Re: sudo x86info -a => kernel BUG at mm/usercopy.c:78!

From: Kees Cook
Date: Tue Apr 04 2017 - 19:00:00 EST


On Tue, Apr 4, 2017 at 3:55 PM, Linus Torvalds
<torvalds@xxxxxxxxxxxxxxxxxxxx> wrote:
> On Tue, Apr 4, 2017 at 3:37 PM, Kees Cook <keescook@xxxxxxxxxxxx> wrote:
>>
>> For one of my systems, I see something like this:
>>
>> 00000000-00000fff : reserved
>> 00001000-0008efff : System RAM
>> 0008f000-0008ffff : reserved
>> 00090000-0009f7ff : System RAM
>> 0009f800-0009ffff : reserved
>
> That's fairly normal.
>
>> I note that there are two "System RAM" areas below 0x100000.
>
> Yes. Traditionally the area from about 4k to 640kB is RAM. With a
> random smattering of BIOS areas.
>
>> * On x86, access has to be given to the first megabyte of ram because that area
>> * contains BIOS code and data regions used by X and dosemu and similar apps.
>
> Rigth. Traditionally, dosemu did one big mmap of the 1MB area to just
> get all the BIOS data in one go.
>
>> This means that it allows reads into even System RAM below 0x100000,
>> but I think that's a mistake.
>
> What you think is a "mistake" is how /dev/mem has always worked.
>
> /dev/mem gave access to all the memory of the system. That's LITERALLY
> the whole point of it. There was no "BIOS area" or anything else. It
> was access to physical memory.
>
> We've added limits to it, but those limits came later, and they came
> with the caveat that lots of programs used /dev/mem in various ways.
>
> Nobody was crazy enough to read /dev/mem one byte at a time trying to
> follow BIOS tables. No, the traditional way was to just map (or read)
> large chunks of it, and then follow the tables in the result. The
> easiest way was to just do the whole low 1MB.
>
> There's no "mistake" here. The only thing that is mistaken is you
> thinking that we can redefine reality and change history.

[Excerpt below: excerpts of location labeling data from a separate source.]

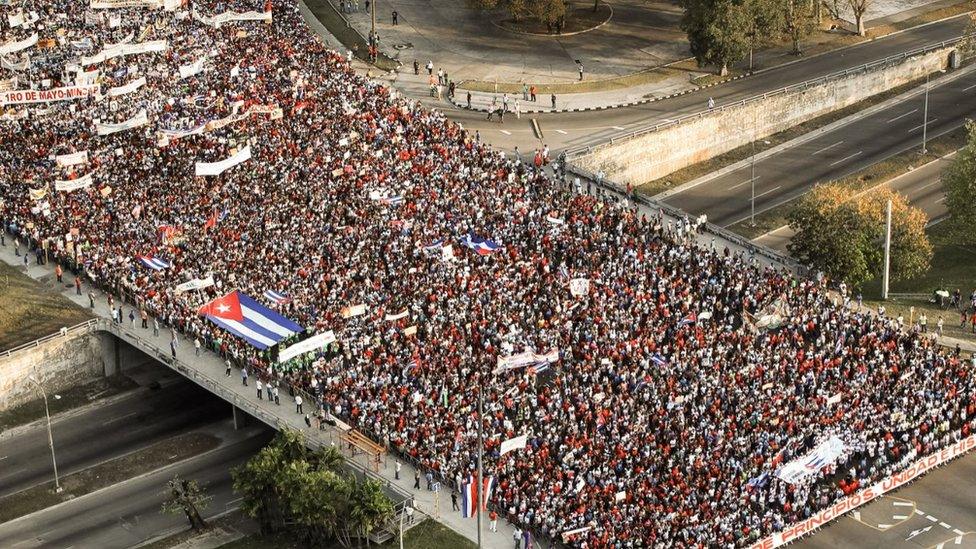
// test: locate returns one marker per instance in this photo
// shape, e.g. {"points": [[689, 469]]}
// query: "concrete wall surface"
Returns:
{"points": [[57, 363], [655, 154]]}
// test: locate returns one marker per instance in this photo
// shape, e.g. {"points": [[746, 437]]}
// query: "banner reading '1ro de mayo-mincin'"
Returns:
{"points": [[68, 93]]}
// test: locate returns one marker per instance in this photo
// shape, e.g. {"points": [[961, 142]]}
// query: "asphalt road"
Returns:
{"points": [[129, 513], [938, 511], [570, 130], [832, 155], [101, 433]]}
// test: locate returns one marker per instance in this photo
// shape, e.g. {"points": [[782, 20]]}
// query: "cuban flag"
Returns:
{"points": [[244, 317], [469, 498], [481, 246], [489, 485], [154, 263], [690, 319], [276, 297]]}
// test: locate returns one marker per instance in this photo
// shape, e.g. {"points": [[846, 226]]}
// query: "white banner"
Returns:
{"points": [[826, 453], [313, 343], [73, 184], [128, 88], [21, 65], [65, 160], [527, 358], [217, 168], [797, 530], [195, 284], [11, 47], [119, 4], [192, 69], [47, 96], [228, 16], [512, 444], [122, 50], [579, 286], [139, 119]]}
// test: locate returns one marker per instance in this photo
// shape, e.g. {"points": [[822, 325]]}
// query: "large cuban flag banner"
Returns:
{"points": [[244, 317]]}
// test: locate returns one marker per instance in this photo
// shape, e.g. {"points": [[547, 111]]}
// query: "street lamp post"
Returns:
{"points": [[50, 435], [925, 116]]}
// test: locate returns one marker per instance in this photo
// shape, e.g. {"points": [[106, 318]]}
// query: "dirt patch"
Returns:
{"points": [[106, 474], [580, 18], [30, 310]]}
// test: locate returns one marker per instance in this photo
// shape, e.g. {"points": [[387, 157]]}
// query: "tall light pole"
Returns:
{"points": [[50, 435], [925, 116]]}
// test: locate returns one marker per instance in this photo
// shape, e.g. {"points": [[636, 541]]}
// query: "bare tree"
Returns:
{"points": [[859, 8]]}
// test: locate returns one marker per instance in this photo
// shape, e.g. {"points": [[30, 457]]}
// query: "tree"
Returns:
{"points": [[718, 31], [959, 182], [799, 22], [370, 507], [186, 496], [842, 235], [859, 8]]}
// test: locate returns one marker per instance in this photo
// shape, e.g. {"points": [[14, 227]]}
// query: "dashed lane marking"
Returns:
{"points": [[845, 159], [900, 116], [828, 147]]}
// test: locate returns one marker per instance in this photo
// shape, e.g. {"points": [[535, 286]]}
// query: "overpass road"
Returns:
{"points": [[571, 130], [836, 154], [105, 432], [127, 514]]}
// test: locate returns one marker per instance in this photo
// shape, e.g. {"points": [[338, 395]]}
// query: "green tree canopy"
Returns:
{"points": [[842, 235]]}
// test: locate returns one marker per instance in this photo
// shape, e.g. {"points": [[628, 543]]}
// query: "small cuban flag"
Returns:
{"points": [[481, 246], [154, 263], [276, 297]]}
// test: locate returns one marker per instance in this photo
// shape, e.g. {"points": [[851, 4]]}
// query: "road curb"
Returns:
{"points": [[809, 136]]}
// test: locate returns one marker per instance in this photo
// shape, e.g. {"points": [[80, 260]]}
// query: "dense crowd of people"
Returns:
{"points": [[668, 412]]}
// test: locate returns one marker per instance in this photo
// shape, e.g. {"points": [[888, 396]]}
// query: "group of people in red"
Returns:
{"points": [[665, 419]]}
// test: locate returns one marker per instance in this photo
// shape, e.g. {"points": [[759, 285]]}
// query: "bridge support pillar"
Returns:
{"points": [[240, 418]]}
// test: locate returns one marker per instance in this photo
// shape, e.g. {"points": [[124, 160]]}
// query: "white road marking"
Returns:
{"points": [[900, 116], [828, 147], [917, 532], [743, 183], [930, 122], [769, 191], [858, 153]]}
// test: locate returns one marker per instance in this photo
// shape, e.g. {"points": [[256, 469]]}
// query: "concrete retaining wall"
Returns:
{"points": [[58, 363], [655, 154]]}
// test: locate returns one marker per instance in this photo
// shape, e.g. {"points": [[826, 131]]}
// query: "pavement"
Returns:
{"points": [[829, 155], [922, 186], [142, 419], [563, 131], [128, 513], [936, 512]]}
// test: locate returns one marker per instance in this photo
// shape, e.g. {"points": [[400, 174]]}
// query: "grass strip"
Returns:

I'm not trying to rewrite history. :) I'm try to understand the
requirements for how the 1MB area was used, which you've explained the
history of now. (Thank you!)

> I already explained what the likely fix is: make devmem_is_allowed()
> return a ternary value, so that those things that *do* read the BIOS
> area can just continue to do so, but they see zeroes for the parts
> that the kernel has taken over.

Sounds good to me. I'll go work on that.

-Kees

--
Kees Cook
Pixel Security